Ну напрочь забыл. Это я так придумал? Надо куда-нибудь вставить. И тут же, помолодев на пятнадцать лет, стал азартно воображать, какие бы наступили последствия, если бы угроза была приведена в действие.
Вера Глаголева
(1956–2017)
Хрупкая, худая, кареглазая, с падающей на лоб челкой и выступающими ключицами. Взбалмошная, ранимая, непредсказуемая, принципиальная. Готовая подчиниться только тем мужчинам, которых выбрала сама. Стойкий оловянный солдатик, остающийся – как мальчишка из рассказа Л. Пантелеева «Честное слово» на посту, назло эпохе, патетически выражаясь, морального кризиса советского общества. Глаголева вызывает упорные ассоциации именно с высокой советской подростковой прозой: можно назвать ее идеальной героиней Аркадия Гайдара.
Девятнадцатилетнюю дочку московских учителей, мастера спорта по стрельбе из лука, пришедшую с подругой на какой-то дефицитный просмотр на «Мосфильме», в студийном буфете приметил звездный Родион Нахапетов, готовившийся к съемкам фильма по сценарию Виктора Розова «На край света» (1975). Случайная девушка чем-то – не иначе той самой подлинностью – так поразила его, что Нахапетов пошел на беспрецедентный шаг. Доверил «просто активной зрительнице», как Глаголева называла себя, главную роль провинциалки Симы, как репей прицепившейся к двоюродному брату, мечущемуся буквально «по шпалам, по шпалам, по шпалам» в поисках себя из одного конца страны в другой. И это при том, что Глаголева была, возможно, единственной советской девочкой, отвечавшей на сакраментальный вопрос «Девочка, хочешь сниматься в кино?» категорическим «нет»: ей хотелось стрелять из лука, и на съемочную площадку Нахапетов заманил ее чуть ли не обманом. Вскоре Глаголева и Нахапетов поженились, прожили вместе 15 лет: она сыграла в общей сложности в шести его фильмах.

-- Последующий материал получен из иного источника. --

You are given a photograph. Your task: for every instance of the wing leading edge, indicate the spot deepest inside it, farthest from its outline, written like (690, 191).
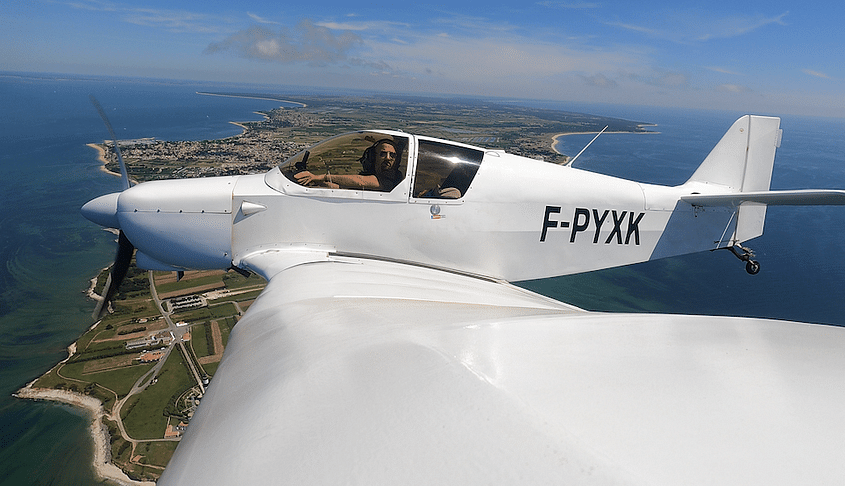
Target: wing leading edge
(356, 371)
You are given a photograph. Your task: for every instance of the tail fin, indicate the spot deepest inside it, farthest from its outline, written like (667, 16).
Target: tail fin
(742, 161)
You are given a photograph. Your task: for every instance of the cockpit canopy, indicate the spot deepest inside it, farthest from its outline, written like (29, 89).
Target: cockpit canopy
(442, 170)
(351, 154)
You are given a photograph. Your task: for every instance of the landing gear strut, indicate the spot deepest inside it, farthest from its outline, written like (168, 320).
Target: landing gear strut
(746, 255)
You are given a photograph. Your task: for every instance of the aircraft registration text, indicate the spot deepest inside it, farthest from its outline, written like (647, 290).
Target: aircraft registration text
(622, 223)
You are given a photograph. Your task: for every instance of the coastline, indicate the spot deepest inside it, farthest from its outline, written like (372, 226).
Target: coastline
(257, 97)
(103, 468)
(556, 137)
(101, 157)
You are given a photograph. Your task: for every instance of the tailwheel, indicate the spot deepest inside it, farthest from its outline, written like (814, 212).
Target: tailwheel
(746, 255)
(752, 267)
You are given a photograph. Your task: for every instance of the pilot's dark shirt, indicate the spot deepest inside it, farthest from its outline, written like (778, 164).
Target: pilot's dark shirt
(387, 180)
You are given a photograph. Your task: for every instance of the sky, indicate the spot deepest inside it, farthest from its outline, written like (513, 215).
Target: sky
(769, 57)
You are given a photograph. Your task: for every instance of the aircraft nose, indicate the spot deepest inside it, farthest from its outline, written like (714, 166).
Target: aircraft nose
(102, 210)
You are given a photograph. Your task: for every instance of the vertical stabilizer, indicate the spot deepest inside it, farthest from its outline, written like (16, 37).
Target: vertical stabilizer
(742, 161)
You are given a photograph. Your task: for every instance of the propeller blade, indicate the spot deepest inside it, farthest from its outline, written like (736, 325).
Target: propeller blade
(124, 176)
(125, 250)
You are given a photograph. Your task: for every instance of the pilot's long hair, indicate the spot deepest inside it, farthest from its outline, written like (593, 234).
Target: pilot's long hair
(368, 159)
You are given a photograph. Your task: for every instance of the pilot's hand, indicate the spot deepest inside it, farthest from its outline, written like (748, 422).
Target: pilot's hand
(306, 178)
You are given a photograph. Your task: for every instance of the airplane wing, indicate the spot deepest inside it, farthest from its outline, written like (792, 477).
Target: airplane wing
(356, 371)
(803, 197)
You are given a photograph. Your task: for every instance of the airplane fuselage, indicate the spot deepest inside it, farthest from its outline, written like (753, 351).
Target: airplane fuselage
(519, 219)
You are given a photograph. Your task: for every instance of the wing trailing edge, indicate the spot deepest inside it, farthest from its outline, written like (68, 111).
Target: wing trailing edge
(807, 197)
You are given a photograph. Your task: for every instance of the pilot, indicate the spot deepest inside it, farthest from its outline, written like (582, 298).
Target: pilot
(380, 171)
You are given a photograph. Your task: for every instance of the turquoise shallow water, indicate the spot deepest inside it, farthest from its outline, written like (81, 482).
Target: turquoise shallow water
(49, 252)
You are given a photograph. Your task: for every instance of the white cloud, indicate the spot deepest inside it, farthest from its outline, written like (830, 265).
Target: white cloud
(697, 26)
(733, 88)
(722, 70)
(261, 20)
(307, 42)
(816, 74)
(177, 21)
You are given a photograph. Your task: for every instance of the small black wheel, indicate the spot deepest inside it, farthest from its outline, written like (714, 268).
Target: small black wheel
(752, 267)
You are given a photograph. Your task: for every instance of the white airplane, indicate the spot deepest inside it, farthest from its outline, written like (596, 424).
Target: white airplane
(390, 348)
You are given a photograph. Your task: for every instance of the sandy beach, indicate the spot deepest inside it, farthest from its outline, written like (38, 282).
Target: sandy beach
(104, 469)
(556, 137)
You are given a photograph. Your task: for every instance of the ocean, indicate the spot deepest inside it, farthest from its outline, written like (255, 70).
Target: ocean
(49, 252)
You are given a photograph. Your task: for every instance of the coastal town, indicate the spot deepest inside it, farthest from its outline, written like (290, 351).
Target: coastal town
(143, 369)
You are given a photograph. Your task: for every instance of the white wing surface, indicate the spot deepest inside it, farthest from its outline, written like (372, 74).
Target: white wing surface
(354, 371)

Столь же беспрецедентно было и приглашение в Театр на Малой Бронной, которое сделал Глаголевой сам Анатолий Эфрос: в его фильме «В четверг и больше никогда» (1977) она сыграла девушку, живущую в заповеднике и беременную от циничного столичного гостя. Гостя играл Олег Даль, первый герой безгеройного времени, воплотивший распад, разложение, размывание моральных норм, на которых основывалась советская жизнь. Глаголева и/или ее героини категорически отказывались принимать безгеройную реальность. Она не рвалась на подвиг – которому действительно не всегда есть место в жизни, – но по умолчанию на подвиг в иных обстоятельствах была готова. Меж тем в реальности подвигом неумолимо становилась моральная принципиальность как таковая. В отказе от приятия такой реальности – смысл двух ее лучших фильмов, не случайно снятых мастерами «ленинградской школы», отличавшейся обостренной социальной чувствительностью.